Wednesday, December 14, 2005

The power of manipulation

Like a drug, once tasted you find it harder to go without your fix. Knowing you can control someone, have power over them, influence their lives to such a degree. Better than sex (apparently).

I've seen men manipulate women into doing the stupidest most pathetic things, they just play on their insecurities, feed them the right lines, even tell them the dreaded ILY phrase just to have their way with them.

I've seen women turn intelligent, normally controlled men into gibbering wrecks, tongues lolling at the sight of a bit of leg or a revealing top, persaude men to hand over large wads of cash for all sorts of ridiculous pleasures.

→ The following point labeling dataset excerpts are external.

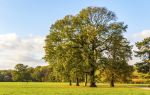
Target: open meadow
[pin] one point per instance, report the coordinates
(47, 88)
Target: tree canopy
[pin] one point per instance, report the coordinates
(80, 42)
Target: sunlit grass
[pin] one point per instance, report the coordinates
(19, 88)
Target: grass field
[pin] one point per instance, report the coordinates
(19, 88)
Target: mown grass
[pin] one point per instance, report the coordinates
(33, 88)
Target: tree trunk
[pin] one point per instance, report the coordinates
(112, 81)
(85, 79)
(77, 81)
(92, 77)
(70, 82)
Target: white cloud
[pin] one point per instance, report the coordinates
(14, 50)
(145, 33)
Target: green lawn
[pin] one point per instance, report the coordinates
(63, 89)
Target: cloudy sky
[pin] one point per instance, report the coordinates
(25, 23)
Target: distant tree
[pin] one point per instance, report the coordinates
(21, 73)
(87, 33)
(144, 53)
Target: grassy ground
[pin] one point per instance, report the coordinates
(18, 88)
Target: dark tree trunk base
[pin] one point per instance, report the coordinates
(77, 80)
(93, 84)
(70, 83)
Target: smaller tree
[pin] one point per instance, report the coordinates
(116, 67)
(144, 53)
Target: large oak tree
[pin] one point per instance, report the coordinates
(82, 37)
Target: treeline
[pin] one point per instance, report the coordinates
(91, 43)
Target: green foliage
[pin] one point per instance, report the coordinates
(79, 43)
(144, 54)
(21, 73)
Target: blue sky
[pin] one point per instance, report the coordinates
(21, 20)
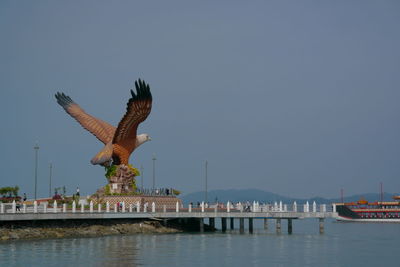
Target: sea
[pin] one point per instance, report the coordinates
(342, 244)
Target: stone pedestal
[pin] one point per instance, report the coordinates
(122, 181)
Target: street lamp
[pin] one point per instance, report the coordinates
(51, 168)
(154, 171)
(141, 177)
(36, 147)
(206, 181)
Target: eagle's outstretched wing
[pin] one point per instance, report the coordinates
(101, 129)
(138, 108)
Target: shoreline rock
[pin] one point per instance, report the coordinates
(68, 229)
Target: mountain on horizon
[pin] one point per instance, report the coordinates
(242, 195)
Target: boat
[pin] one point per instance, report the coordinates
(364, 211)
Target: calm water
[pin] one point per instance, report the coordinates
(343, 244)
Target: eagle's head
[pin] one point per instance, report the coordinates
(142, 138)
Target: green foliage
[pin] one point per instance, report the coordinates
(107, 190)
(134, 170)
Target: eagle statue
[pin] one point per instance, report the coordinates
(119, 142)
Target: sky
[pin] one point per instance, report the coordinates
(299, 98)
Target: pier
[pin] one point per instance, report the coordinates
(238, 212)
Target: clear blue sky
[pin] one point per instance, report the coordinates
(294, 97)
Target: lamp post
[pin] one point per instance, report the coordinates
(51, 168)
(141, 177)
(154, 171)
(36, 147)
(206, 181)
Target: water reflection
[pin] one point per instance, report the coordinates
(305, 247)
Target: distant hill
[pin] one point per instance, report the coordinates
(236, 195)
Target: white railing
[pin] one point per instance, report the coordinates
(255, 206)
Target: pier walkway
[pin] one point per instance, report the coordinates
(278, 212)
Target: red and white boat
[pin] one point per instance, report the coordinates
(364, 211)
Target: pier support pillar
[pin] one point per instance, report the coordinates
(201, 222)
(223, 224)
(290, 226)
(278, 226)
(241, 225)
(251, 225)
(212, 222)
(321, 225)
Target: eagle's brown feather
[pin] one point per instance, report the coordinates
(99, 128)
(137, 110)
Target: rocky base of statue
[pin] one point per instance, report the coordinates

I've seen impressionable students fall under the allure of a charismatic, dynamic teacher, following him into the unknown and beyond. Imagine being in the shoes of that leader having such control over your followers and you'll understand how easy it is to abuse that, how addictive and dangerous it can be.

I've seen politicians lie so often that if they tell you it is raining you have to go outside to check. They will hold on to their privileged position, beyond their time, just for another hit of this drug.

I've seen the dangers of this drug, can anyone point me to rehab?

TRK

29 Comments:

At 12/14/2005 6:10 AM, Blogger FrumGirl said...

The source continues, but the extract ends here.